## Lecture 24: The Google TPU and the Evolution of Accelerators

Lecture derived mostly from [Jouppi et al. _In-Datacenter Performance Analysis of a Tensor Processing Unit_. ISCA, 2017.](https://arxiv.org/pdf/1704.04760.pdf)


### Unpacking the abstract

> Many architects believe that major improvements in cost-energy-performance must now come from domain-specific hardware. 

This is not at all an obvious assertion. Let's come back to it. **

> custom ASIC—called a Tensor Processing Unit (TPU)—deployed in datacenters since 2015 that accelerates the inference phase of neural networks (NN). 

ASIC == application-specific integrated circuit. 

This is a somewhat general term that captures a lot of different chips. The hardware is specfically designed for an individual task, rather than a general purpose computing platform for many programs. In this case, it means that Google built a new chip that is fully-customized, i.e. defined from the photolithography up. 

_Inference phase_: This is important. Neural networks operate in two modes:
  * training: run examples through the neural networks, back propagate to determine error, gradient descent to udpate weights. (and perhaps a bunch of other stuff)
  * inference: evaluate an input on a trained neural network to make a classification or regression decision
  
Training has always been the limiting factor in NN scalability. Researchers focus on training performance, in pursuit of the highest accuracy NN.

Google has a different problem. They service many inference requests on already trained models. It is a simpler computation, but it is being done at massive scale.

> The heart of the TPU is a 65,536 8-bit MAC matrix multiply unit that offers a peak throughput of 92 TeraOps/second (TOPS).

* TOPS -- they are not FLOPS because they are 8-bit
* 92T compares with <3T for GPU or CPU at the time
* it is a 256x256 array for 2-d MM

> The TPU’s deterministic execution model is a better match to the 99th-percentile response-time requirement of our NN applications than are the time-varying optimizations of CPUs and GPUs (caches, out-of-order execution, multithreading, multiprocessing, prefetching, ...)

If you have a predictable and simple program:
  * no branching
  * no stack (no function calls)
a simpler allocation of resources can lead to better price/power/performance.

GPU simplifies over CPU.
  * eliminates stack
  * eliminates most managed cache
  * no branch prediction or OOE
  
TPU simplifies over GPU
  * eliminates all cache
  * supports only 8-bit arithmetic ops
  * no threads, warps
  * no pipelining or interleaved execution
  
Essentially, the TPU is a coprocessor that does a single structured computation one at a time.

> that help average throughput more than guaranteed latency.

This connects to the latency goal. The performance target is the time to perform a single inference. The architecture is well suited to this task. Deterministic computation is predictable and will always meet latency targets. 

>The lack of such features helps explain why, despite having myriad MACs and a big memory, the TPU is relatively small and low power. .........'

Not surprised. This is a remarkably limited tool. Lean and mean.

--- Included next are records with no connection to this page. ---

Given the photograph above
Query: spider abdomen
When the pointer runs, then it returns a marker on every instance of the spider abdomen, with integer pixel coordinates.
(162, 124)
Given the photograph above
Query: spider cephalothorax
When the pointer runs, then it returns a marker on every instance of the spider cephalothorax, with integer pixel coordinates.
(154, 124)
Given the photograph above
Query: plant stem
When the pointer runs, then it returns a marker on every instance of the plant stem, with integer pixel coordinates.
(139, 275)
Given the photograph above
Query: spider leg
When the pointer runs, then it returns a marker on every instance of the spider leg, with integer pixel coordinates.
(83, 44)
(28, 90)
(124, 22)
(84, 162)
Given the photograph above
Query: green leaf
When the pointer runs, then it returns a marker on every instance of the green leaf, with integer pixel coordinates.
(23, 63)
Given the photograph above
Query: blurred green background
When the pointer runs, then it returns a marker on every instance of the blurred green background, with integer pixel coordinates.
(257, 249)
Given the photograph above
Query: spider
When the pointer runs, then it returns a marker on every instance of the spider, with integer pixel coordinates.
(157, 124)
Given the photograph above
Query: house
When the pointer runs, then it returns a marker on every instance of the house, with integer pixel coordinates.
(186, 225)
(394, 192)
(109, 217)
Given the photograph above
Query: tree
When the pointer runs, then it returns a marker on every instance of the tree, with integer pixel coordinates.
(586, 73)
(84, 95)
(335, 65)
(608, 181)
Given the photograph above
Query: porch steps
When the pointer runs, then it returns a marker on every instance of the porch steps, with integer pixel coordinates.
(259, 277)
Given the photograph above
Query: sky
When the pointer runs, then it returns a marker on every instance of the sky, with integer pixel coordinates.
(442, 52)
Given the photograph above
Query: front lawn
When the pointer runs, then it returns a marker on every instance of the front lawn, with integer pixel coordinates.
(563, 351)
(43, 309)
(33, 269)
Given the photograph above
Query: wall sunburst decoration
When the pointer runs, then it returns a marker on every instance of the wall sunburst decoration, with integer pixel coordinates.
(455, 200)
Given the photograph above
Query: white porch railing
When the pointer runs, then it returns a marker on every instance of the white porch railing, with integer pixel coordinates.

> NN applications (MLPs, CNNs, and LSTMs) that represent 95% of our datacenters’ NN inference demand. 

This is the real secret. Google has a few classes of ML models and a very specific workload. They want to run inference on neural networks interactively, i.e. a single inference at a time, with minimum latency.  

The trend of customizing HW to SW workloads is sometimes called **co-design** and is a hot topic in AI.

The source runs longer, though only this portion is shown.